Wednesday, November 28, 2012

Darwin's God: The Silent Yawn

Darwin's God: The Silent Yawn:
A culture’s creation narrative is foundational, for it forms the template for everything else. One of the consequences of evolution—the belief that the world spontaneously arose by itself—is that it underwrites moral relativism, which is not to say there is no right and wrong but rather that right and wrong is something that we decide. And since evolution is true, it is to evolution that we go for our rights. “We hold these truths to be self-evident,” proclaims the Declaration of Independence, “that all men are created equal, that they are endowed by their Creator with certain unalienable Rights, that among these are Life, Liberty and the pursuit of Happiness.” But with evolution there is no such endowment, for there is no such Creator. Not that evolution derives from atheism, it does not.

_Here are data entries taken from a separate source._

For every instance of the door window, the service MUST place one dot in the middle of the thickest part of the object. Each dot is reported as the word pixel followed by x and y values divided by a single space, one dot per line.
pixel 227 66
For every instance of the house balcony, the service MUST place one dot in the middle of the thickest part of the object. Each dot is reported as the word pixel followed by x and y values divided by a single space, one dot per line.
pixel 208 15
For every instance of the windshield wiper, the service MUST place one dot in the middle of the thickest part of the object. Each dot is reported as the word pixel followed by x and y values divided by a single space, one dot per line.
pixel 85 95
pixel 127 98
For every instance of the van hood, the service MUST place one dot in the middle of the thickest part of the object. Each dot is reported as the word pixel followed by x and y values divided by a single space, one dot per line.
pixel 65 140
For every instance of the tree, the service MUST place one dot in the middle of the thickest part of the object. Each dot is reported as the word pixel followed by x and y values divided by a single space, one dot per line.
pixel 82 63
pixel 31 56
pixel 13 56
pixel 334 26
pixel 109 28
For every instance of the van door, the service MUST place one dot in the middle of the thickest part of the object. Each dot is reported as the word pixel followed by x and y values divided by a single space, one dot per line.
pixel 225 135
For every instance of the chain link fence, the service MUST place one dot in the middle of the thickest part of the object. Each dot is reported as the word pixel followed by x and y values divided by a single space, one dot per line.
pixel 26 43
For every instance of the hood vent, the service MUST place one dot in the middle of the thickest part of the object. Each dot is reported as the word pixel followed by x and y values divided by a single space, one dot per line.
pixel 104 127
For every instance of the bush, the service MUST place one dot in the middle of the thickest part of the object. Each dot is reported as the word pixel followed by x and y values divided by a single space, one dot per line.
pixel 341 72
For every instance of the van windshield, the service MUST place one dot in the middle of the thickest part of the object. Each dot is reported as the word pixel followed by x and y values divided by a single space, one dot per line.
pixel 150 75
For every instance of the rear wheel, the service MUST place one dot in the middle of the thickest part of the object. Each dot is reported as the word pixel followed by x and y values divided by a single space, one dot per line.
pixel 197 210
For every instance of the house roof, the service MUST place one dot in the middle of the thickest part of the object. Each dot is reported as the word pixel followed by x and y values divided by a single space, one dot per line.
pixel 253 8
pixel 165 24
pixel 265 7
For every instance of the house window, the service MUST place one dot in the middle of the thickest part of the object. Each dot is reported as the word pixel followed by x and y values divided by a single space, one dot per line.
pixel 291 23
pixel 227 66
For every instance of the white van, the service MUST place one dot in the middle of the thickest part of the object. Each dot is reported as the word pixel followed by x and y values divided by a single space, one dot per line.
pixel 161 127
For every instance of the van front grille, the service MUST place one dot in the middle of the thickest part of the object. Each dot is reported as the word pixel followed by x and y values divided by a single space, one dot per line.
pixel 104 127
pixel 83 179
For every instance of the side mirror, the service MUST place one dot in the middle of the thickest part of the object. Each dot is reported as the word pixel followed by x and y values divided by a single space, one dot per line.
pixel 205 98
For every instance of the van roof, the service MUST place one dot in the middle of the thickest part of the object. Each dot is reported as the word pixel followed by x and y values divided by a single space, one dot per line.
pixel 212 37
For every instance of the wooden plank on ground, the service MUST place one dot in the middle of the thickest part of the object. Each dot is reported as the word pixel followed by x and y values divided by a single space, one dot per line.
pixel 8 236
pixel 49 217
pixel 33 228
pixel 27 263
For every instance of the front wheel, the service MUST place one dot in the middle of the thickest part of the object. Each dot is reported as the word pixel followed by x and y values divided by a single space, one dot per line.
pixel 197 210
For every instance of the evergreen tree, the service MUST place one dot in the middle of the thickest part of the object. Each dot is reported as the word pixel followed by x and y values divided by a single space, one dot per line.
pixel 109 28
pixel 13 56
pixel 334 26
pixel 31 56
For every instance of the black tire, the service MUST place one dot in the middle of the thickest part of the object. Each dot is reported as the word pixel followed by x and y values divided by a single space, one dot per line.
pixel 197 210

Evolution derives from a different kind of theism, a kind where we decide what is right.

One of the rights evolutionists decided we did not have is the right to Liberty and the pursuit of Happiness. In the twentieth century eugenics movement evolutionary science was used to mutilate and institutionalize those whom evolutionists decided were not deserving of these rights. This was no backwater operation. It was a nationwide movement backed up by Supreme Court decisions. (Emphasis added)
There are theological "panda's thumb" type reasons that evolution was and is essentially imagined and created based on disputes among Christians or those so heavily influenced by Christian theology that they were or are not aware of their own assumptions. After all, there's no real reason to imagine things about the past in a similar or sequential and gradual way if nature based "paganism" is true. So how about a little mystery religion or some quantum woo with some more cyclical patterns thrown in? It might be a long way from Darwin's projection of capitalism and gradualism onto nature. Although maybe he was right to try to explain nature and other organisms in terms of human economics given that he was trying to explain everything in terms of ignorant processes and mechanisms. After all, if you're interested in explaining everything (including your own brain events) in terms of ignorance then what better candidates for such a psychological projection (I mean, purely scientific project... cough.) are there than economists and their equally great works of "knowledge"?